Car il ne s'agit nullement d'être pour ou contre Beaumont, mais
de défendre une
revendication juste. Même des ouvriers (il n'est pas besoin
d'être un bonze
syndical) d'une autre usine doivent pouvoir assister aux
réunions, dès
l'instant qu'ils sont syndiqués.
Ce n'est que
par un échange de vues entre
ouvriers et non seulement par l'intermédiaire des sphères
bureaucratiques, que
les ouvriers pourront trouver la ligne juste qui conduit à leur
émancipation.
Les camarades
de chez Citroën, ont fait
paraître un bulletin inter-usine Citroën, ce qui marque un
progrès dans le
développement de la lutte de l'opposition chez Citroën.

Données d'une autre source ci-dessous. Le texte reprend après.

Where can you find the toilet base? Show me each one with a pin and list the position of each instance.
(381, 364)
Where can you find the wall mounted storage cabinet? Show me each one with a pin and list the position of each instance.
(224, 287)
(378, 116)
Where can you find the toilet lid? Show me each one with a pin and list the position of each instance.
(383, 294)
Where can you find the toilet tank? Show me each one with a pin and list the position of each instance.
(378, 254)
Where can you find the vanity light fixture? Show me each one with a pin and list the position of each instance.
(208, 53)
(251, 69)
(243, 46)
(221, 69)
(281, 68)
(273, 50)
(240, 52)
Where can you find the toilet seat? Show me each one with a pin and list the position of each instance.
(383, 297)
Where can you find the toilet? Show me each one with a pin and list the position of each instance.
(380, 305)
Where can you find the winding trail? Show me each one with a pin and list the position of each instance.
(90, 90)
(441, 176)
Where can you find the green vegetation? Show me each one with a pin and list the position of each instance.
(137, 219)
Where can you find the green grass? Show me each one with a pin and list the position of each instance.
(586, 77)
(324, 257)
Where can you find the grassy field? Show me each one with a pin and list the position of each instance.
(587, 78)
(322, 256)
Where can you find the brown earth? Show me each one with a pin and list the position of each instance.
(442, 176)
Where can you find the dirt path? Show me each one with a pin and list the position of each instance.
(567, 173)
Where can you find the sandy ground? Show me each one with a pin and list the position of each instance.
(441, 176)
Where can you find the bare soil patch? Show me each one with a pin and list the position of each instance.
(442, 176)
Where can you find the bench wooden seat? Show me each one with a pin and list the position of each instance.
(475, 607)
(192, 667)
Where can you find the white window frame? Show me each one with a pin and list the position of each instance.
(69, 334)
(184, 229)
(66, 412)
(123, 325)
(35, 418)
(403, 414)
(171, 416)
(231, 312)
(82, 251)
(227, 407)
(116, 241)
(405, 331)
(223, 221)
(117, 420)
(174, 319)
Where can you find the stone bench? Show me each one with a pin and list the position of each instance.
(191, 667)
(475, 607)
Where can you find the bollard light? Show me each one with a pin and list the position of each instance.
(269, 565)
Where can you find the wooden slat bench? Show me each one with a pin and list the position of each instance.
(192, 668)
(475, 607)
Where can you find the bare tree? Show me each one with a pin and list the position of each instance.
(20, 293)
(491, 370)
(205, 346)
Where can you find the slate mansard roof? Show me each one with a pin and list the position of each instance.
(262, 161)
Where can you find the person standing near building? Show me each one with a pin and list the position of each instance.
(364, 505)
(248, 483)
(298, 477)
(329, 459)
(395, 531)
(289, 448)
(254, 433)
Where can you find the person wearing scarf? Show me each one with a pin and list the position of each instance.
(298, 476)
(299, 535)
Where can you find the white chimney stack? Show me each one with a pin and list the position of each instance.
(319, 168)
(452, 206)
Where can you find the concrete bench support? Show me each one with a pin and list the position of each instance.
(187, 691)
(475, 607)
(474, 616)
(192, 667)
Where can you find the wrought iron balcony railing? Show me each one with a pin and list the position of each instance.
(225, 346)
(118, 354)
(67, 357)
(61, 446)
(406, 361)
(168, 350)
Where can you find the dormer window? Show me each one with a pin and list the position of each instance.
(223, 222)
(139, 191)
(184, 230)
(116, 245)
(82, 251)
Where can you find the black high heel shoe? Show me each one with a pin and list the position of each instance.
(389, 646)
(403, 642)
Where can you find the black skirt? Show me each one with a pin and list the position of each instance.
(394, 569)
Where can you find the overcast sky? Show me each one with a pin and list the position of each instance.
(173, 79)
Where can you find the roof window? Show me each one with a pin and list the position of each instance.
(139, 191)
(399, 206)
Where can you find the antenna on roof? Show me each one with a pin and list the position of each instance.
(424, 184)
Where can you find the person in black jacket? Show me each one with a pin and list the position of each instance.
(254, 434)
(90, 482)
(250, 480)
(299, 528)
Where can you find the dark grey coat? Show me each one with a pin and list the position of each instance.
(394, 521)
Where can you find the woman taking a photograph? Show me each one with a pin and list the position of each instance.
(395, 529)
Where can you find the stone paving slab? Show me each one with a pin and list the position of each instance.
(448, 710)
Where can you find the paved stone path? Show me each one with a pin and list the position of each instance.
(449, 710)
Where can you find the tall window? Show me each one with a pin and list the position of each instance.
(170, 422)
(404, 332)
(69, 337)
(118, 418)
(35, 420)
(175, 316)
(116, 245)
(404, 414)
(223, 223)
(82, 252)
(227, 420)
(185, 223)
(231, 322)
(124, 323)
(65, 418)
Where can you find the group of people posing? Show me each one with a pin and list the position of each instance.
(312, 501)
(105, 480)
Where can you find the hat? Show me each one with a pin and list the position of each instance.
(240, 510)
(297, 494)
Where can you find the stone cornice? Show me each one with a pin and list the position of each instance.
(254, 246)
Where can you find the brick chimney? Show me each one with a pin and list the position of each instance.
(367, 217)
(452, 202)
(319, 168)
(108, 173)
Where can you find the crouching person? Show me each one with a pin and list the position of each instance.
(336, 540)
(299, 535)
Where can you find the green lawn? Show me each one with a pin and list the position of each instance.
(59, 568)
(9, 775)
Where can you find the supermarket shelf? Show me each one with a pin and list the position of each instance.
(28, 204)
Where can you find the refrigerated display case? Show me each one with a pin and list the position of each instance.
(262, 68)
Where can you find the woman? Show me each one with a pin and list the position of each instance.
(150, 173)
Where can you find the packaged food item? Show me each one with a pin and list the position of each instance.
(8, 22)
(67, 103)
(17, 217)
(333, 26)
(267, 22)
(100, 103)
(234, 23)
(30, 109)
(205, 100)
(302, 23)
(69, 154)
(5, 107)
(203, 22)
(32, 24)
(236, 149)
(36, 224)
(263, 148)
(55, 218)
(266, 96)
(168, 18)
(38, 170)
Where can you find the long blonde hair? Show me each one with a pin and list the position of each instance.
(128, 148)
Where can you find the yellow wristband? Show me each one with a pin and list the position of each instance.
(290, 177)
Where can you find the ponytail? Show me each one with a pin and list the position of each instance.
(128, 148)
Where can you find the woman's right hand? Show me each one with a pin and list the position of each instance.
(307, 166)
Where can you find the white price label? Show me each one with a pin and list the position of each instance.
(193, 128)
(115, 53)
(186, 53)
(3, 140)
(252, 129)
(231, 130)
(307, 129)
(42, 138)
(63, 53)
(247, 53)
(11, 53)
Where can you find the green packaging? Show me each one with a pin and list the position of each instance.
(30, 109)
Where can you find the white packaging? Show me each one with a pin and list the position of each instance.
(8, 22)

Les
oppositions qui se
constituent (Citroën Clichy) doivent fixer des tâches
à chaque camarade.
Certains camarades peuvent se montrer sceptiques quant à l'issue
de la lutte,
en dénombrant nos forces en face de celles de la bourgeoisie. Il
faut démontrer
à ces ouvriers la dialectique du rapport de force.
Actuellement
dans des usines de 1.500 à
2.000 ouvriers, une quinzaine d'ouvriers syndicalistes donnent le ton
dans
toute la boite. La plupart du temps ces ouvriers sont staliniens, et
n'ont que
leur expérience pratique à l'exclusion de toute
éducation politique, économique
et même sociale.
Chez Alsthom,
la section syndicale qui
n'est pas une des plus fortes de la RP puisque l'usine ne compte
qu'environ 800
ouvriers, qui n'a pas de base théorique sérieuse
d'activité, mais qui pratique
la politique de l'action directe, a par une délégation de
43 ouvriers, agité la
question de la carte de pain, au point que Frachon en a
été amené à faire un
long article, que Hénaff a du faire un communiqué
à la presse et que la presse
bourgeoise en a parlé.
Dans les
oppositions notre travail doit
être: éducation pour forger des cadres, divulgation pour
stimuler le mouvement.
Chaque oppositionnel doit être le catalyseur du travail ouvrier.
Dans leurs
échos, les camarades n'ont
encore rien mentionné en ce qui concerne la nouvelle convention
collective dans
la métallurgie. Dans plusieurs journaux de boite de la CGT, on
remarque une
tendance à ne plus répéter avec autant
d'insistance, le mot d'ordre
"produire". Ces journaux se contentent de porter publiquement
quelques revendications accessoires. Il faut, dans notre presse locale,
démasquer tout le vide de ces canards, sans pour cela
répondre à toutes leurs
balivernes. De longs articles sont réservés à
faire de la propagande pour les
mutuelles etc .... en expliquant que, en attendant de pouvoir supprimer
l'exploitation de l'homme par l'homme (ce qui pour ces canards est
très lointain)
le r“le du syndicat est de développer la solidarité et la
fraternité. Dans nos
journaux locaux il faut démasquer cette tendance "mutuelliste"
et
redonner aux termes fraternité et solidarité leur contenu
de classe et non le
contenu genre curé que leur donne la presse syndicaliste
officielle.
Il faut que les
camarades nous fassent
parvenir des renseignements exacts sur la façon dont sont
administrées leurs
boites: comment fonctionne le boni; comment sont majorées les
heures
supplémentaires; le nombre d'heures de travail (indiqué
à chaque fois que cela
change), la paie réelle des ouvriers, car un OS 2'
catégorie dont le contrat
collectif est 25 Frs 40 touche de 30 à 32 Frs chez Citroën
et de 36 à 38 chez
Renault, etc....
Dans le
Métallo on a remarqué que la
revendication à travail égal, salaire égal,
était modifiée comme suit: à
catégorie égale, salaire égal. Il faut dans notre
presse locale démasquer cette
manœuvre aux ouvriers, car c'est justement la force des patrons de
faire
exécuter des travaux à des ouvriers de catégorie
inférieure pour les payer
moins, même s'ils ne sont pas de la catégorie, s'ils font
le travail, ils
doivent être rémunérés en conséquence.